Until recently I haven’t spent much time on EvN and that escalation of time spent there has to be fact-check as much as is within my abilities the content they are putting out on the Internet.
Average laypersons have a responsibility to make sure they know the position of persons they are pontificating about or criticising. Being a layperson isn’t an excuse for being shoddy.
By ‘fact of evolution’ I mean change in an allele frequency in a population over time.
That is different from the proposed mechanism in the theory to explain that fact and it is my belief that it is on this theory that ID protests.
It is right and proper given their views that EvN often ridicules that theory and seeks to undermine the claims of the scientific establishment with regard to that theory.
If it’s wrong it needs spoken of as wrong and the general public have access to the reasons why it is claimed wrong.
The current scientific establishment has no rights or privileges barring them being ridiculed or challenged on their claims.

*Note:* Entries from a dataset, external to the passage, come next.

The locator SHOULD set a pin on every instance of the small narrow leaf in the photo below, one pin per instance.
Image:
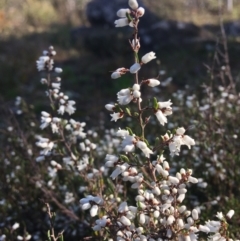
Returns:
(155, 103)
(130, 131)
(49, 235)
(128, 111)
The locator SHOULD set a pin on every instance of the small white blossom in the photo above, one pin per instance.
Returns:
(152, 82)
(148, 57)
(140, 12)
(135, 68)
(142, 145)
(230, 214)
(116, 116)
(122, 22)
(133, 4)
(58, 70)
(122, 13)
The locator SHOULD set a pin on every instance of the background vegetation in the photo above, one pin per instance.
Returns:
(28, 26)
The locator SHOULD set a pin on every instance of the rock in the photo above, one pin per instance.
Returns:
(154, 32)
(103, 12)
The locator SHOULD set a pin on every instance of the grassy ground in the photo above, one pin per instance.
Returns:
(29, 26)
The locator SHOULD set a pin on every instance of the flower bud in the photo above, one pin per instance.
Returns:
(133, 4)
(122, 13)
(170, 220)
(140, 12)
(135, 68)
(180, 131)
(204, 229)
(153, 82)
(115, 75)
(109, 107)
(93, 211)
(230, 214)
(125, 221)
(148, 57)
(58, 70)
(142, 219)
(195, 214)
(121, 22)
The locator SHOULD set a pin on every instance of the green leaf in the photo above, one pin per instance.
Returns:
(61, 237)
(130, 131)
(155, 103)
(136, 56)
(129, 17)
(146, 141)
(128, 111)
(49, 235)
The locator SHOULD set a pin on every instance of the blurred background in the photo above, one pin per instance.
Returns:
(188, 38)
(184, 34)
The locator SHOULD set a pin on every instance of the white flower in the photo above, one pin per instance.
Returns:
(188, 141)
(58, 70)
(180, 131)
(230, 214)
(15, 226)
(133, 4)
(219, 215)
(136, 94)
(70, 109)
(43, 62)
(45, 144)
(128, 143)
(148, 57)
(45, 119)
(135, 68)
(125, 221)
(153, 82)
(122, 133)
(170, 220)
(93, 211)
(124, 96)
(119, 170)
(61, 109)
(161, 117)
(109, 107)
(140, 11)
(116, 116)
(142, 145)
(195, 214)
(122, 13)
(122, 22)
(136, 87)
(115, 75)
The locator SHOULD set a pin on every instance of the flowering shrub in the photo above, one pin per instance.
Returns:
(135, 194)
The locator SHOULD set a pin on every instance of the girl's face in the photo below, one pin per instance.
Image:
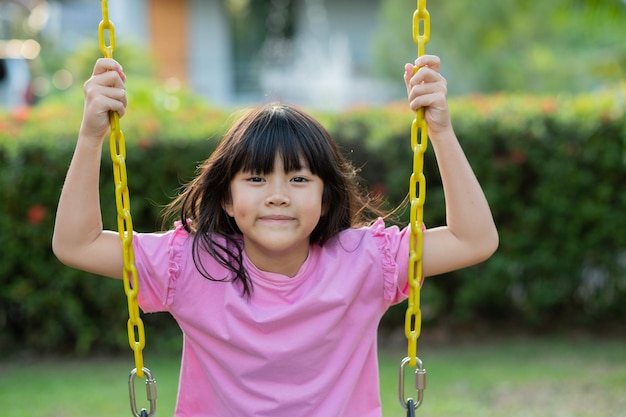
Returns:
(276, 213)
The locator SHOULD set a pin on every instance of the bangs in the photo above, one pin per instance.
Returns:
(277, 131)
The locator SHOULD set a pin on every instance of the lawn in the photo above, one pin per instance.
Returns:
(546, 377)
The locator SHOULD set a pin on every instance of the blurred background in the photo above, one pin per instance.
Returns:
(537, 91)
(328, 54)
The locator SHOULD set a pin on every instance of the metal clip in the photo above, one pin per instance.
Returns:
(151, 393)
(420, 383)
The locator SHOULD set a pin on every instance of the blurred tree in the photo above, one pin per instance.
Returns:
(513, 45)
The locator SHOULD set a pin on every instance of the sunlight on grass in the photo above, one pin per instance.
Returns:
(514, 378)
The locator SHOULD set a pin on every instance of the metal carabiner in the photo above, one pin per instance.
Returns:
(420, 384)
(151, 393)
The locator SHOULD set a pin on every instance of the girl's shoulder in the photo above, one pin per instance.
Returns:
(378, 236)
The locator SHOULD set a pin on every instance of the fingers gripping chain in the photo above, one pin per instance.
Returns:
(417, 197)
(136, 335)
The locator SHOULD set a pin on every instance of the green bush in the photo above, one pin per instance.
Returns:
(553, 169)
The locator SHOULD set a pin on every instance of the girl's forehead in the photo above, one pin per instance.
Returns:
(277, 162)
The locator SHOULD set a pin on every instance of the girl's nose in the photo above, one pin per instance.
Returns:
(278, 195)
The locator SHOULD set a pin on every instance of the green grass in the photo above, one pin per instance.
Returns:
(569, 377)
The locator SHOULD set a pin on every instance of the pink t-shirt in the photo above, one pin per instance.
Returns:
(301, 346)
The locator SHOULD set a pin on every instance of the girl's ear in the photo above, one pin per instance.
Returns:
(227, 205)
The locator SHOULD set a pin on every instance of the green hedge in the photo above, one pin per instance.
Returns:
(553, 169)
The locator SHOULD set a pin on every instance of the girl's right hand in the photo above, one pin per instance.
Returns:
(104, 92)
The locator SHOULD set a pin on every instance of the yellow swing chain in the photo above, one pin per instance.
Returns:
(417, 195)
(136, 335)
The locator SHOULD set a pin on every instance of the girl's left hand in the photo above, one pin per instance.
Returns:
(427, 88)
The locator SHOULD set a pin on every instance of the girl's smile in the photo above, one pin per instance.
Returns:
(276, 213)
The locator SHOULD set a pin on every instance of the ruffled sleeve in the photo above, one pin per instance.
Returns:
(158, 258)
(393, 246)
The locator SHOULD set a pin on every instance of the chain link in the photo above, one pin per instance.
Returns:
(136, 335)
(417, 195)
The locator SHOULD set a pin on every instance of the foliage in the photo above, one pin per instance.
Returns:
(515, 46)
(552, 168)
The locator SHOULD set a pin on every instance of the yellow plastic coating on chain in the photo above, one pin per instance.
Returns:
(417, 196)
(136, 335)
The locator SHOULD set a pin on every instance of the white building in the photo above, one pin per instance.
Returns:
(310, 52)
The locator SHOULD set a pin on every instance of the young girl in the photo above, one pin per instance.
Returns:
(275, 279)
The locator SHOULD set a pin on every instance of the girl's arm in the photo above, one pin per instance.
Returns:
(79, 240)
(470, 235)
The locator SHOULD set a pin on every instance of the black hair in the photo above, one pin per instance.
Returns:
(252, 144)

  1. I’m not familiar enough with the work of the ID proponents to know if or what they have done to empirically test an ID hypothesis.
  2. I doubt Swamidass would concur that the current theory of evolution as proposed in established science is insufficient to give the best account for everything found in biological organisms. If he did concur then he would be taking the same position as ID proponents.
  3. I have seen panel discussions and debates between ID proponents and other scientists hence consider your claim demonstrably false.
  4. Engage science means engage with the established scientific community on the matters of disagreement on the current theory.
  5. I can’t speak for them with respect to every individual.

Where do you derive your information about what ID is doing o not doing as scientific research programs on cancer or other such matters?

The first sentence is referring to the claim from Swamidass about the EnV article where that EnV article speaks about Swamidass’ paper not discussing specific point mutation when it clearly does.

I don’t recall have made any claim that evolution is an argument for atheism?

The point about evolution being mindless, purely natural is that, if that were the case then humans are not necessary as a species on this earth which contradicts Christian theology where they are necessary. I don’t think the same holds true for your examples, i.e. what is postulated directly contradicts Christian theology.

I was wondering about this, Matt. If you go back and look at the dates,Swamidass’ comments to Jon Garvey were made on 9/14, while Gauger’s article was posted 9/20. Since all of the related EnV articles drew from this thread, it stretches all credulity to think that Gauger was unaware of Swamidass’ reply to Garvey, yet she went ahead and published a critique that ignored that reply in order to bolster her case. Do you not think that is a problem?